Abstract

Most rain-induced landslides on Hong Kong’s volcanic rocks are shallow and small-scale. However, two major landslides that occurred on Hong Kong Island in 1995 highlight relationships between primary volcanic foliations and kaolin accumulations that may have general significance in determining loci of larger failures. In the first case, a bedding-parallel shear zone was the locus for kaolin concentration in a shallowly dipping tuff. This formed a weak, planar, low-permeability layer which acted as the surface of rupture of a translational failure. In the second case, steeply inclined fabrics (eutaxitic foliations) and subparallel, closely spaced joints occurred within a zone of syn-volcanic folding and shearing. Deep weathering developed along the zone, with kaolin concentrations present mainly above the soil-rock interface. The irregular and variably concave to planar rupture surface was closely associated with kaolin-infilled relict joints towards the base of the soil profile.
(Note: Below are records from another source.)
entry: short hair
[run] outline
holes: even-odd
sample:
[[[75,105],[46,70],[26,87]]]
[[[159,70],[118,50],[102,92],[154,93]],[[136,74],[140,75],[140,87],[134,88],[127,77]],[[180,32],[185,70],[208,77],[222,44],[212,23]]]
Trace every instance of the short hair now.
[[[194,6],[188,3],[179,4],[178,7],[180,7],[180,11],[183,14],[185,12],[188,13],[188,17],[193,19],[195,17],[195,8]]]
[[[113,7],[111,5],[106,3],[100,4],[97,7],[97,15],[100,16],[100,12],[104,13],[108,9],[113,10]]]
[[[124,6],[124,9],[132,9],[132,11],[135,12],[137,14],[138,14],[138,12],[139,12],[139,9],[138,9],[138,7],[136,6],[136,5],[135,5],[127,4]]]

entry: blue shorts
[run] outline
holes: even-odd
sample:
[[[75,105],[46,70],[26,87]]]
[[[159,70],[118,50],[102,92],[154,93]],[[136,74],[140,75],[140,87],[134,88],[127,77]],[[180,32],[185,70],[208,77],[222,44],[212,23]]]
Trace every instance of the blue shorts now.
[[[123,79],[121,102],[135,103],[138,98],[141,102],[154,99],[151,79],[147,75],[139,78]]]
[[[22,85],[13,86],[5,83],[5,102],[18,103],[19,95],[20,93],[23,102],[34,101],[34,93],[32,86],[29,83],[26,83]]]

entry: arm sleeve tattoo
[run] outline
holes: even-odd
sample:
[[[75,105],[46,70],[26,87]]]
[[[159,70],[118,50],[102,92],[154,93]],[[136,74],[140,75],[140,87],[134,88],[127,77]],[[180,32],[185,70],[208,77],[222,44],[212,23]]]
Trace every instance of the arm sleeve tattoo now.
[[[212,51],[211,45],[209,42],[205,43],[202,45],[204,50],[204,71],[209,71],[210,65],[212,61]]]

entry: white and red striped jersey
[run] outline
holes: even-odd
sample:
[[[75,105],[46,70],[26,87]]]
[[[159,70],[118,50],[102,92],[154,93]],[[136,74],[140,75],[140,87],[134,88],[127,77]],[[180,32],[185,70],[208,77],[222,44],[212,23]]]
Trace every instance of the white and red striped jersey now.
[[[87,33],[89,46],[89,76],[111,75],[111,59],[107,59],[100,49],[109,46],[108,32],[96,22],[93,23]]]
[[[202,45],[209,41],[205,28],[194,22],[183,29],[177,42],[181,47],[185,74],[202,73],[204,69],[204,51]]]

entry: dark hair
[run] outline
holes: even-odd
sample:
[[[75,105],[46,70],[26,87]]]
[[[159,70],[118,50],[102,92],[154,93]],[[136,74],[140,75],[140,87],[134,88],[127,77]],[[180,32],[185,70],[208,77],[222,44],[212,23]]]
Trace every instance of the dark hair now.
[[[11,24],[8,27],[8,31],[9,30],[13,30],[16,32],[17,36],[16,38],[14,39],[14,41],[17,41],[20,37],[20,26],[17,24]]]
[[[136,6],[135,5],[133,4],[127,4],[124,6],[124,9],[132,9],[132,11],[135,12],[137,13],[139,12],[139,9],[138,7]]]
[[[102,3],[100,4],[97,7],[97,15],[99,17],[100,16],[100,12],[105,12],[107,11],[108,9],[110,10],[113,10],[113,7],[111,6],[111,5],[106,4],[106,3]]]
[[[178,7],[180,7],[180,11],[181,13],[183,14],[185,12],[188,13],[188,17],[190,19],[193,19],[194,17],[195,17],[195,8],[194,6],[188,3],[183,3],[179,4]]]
Kaolin distribution is largely associated with the weathering profile, and may have been both physically and chemically redistributed within it. Halloysite is more abundant than kaolinite in most clay samples at and near both rupture zones, and may have developed from kaolinite in response to strain. Detailed mapping of volcanic fabrics around the major landslides suggests that kaolinized bedding-parallel shear zones are uncommon, but that deep weathering zones associated with shearing and faulting are common, mappable features.